According to a new report, birds are disappearing and in large numbers. The total North American avian population has decreased by an approximate 29 percent over the past half century. There are there are 3 billion fewer birds today than when there were in 1970.

It is not a case of rare birds getting rarer either as the hardest hit species include every day birds such as swallows, sparrows, and starlings. 90 percent of the losses have come from 12 bird families. With the decreased numbers birds, we lose the function they bring to nature such as insect eaters controlling their numbers, plant pollination, those early morning songs, and more.

Researchers plan to investigate what is causing the drop; but, the condition of their habitat such as pollution and the reductions of it due to encroachment of the grasslands and wetlands by humans will probably play a big role. There are also the more mundane (and often preventable) threats, like running into windows and being killed by cats.

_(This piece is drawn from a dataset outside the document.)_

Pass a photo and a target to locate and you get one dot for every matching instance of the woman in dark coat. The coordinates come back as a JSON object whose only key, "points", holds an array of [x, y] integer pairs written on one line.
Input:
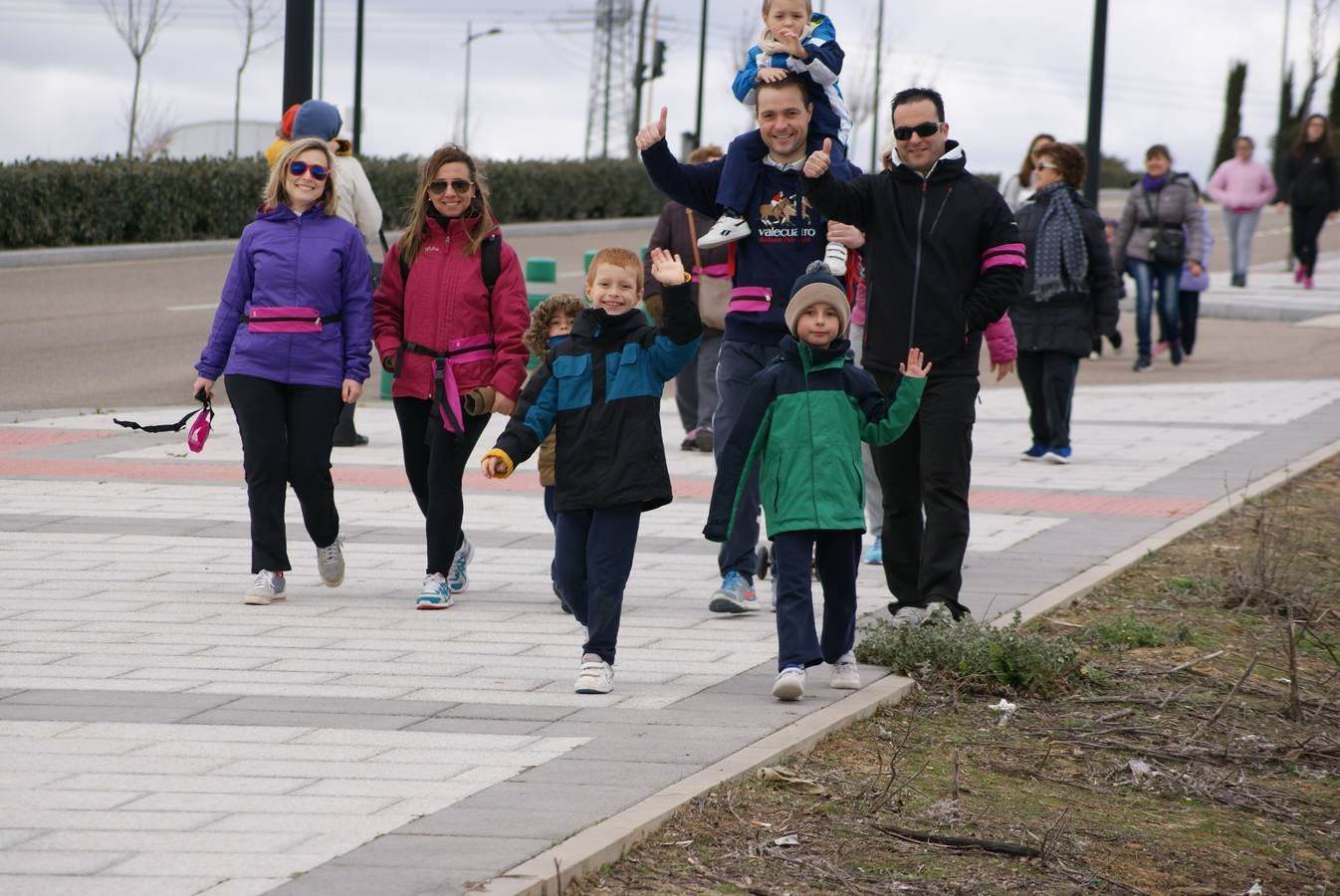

I can see the pollution part of it in my own neighborhood where grass clippings and leaves besides fertilizer residue are blown into the subdivision streets and washed down the drains leading to the wetlands surrounding us. And when I explain why they should not do such, they get indignant about it with the old “this is my land.” Except when your actions cause harm to the environment, the water supply, and the people around you, your ownership of the land and actions are not exempt. It is called community.

“It is as if all birds are canaries and the entire world their coal mine.”